Wednesday, September 21, 2022

NIGHT OF THE COMET (Thom Eberhardt, 1984, USA)

 

Here at the end of the world, girls just want to have fun and kick some ass! Just because the human race has been reduced to red dust doesn’t mean fashion has to suffer. Director Thom Eberhardt’s apocalyptical valley girl motif is an admixture of Boris Sagal’s THE OMEGA MAN combined with George Romero’s DAWN OF THE DEAD and gives birth to a pleasing mutation of spliced genres.

The earth passes through a comet’s tail, its elliptical orbit resulting in a nexus once every 65 million years or so: in other words, the last time was the Cretaceous-Tertiary Extinction Event. This fact joyfully passes above the heads of most except a small band of scientists, comprising a think-tank concentrated deep in the California desert. As the human race parties like it’s 1999, the irradiated particles reduce every living creature to a fine red powder. (The dinosaurs were not disintegrated because we have a fossil record, but this conundrum is never explored). The story revolves around two sisters who survived the event, their violently fashionable adventures, and the rise of a new world order, all with tongue planted firmly in cheek.

Eberhardt focuses upon Regina and her cheerleader sister Samantha, but instead of relying on shallow caricature for a few cheap laughs allows them to develop a human complexion beneath their Max Factor foundation.

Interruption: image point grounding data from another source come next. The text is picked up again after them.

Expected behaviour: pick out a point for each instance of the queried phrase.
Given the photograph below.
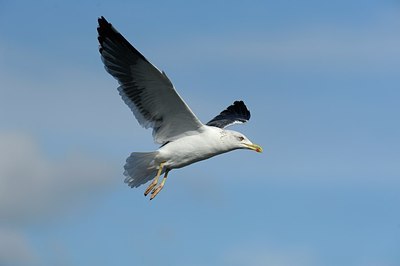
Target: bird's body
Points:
(209, 142)
(155, 103)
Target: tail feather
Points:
(140, 168)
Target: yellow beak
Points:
(254, 147)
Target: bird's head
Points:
(240, 141)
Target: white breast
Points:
(193, 148)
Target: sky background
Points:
(321, 79)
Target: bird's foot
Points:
(156, 191)
(151, 186)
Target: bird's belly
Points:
(183, 152)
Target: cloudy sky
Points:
(321, 79)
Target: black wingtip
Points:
(240, 108)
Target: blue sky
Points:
(321, 79)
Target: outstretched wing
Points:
(145, 89)
(234, 114)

The typical genre exercise is to project women as victims, objects that serve a facile proposition, mannequins that rarely ascend towards empowerment. Here, Regina and Sam may bicker and argue about clothes and boyfriends, but they share a deep familial bond and become acutely aware of the world’s end…and suffer the emotional burden. And they can take care of themselves.

 The girls learn two distinct lessons from the apocalypse: first, never bring shoes to a gun fight and second, never cross against the light.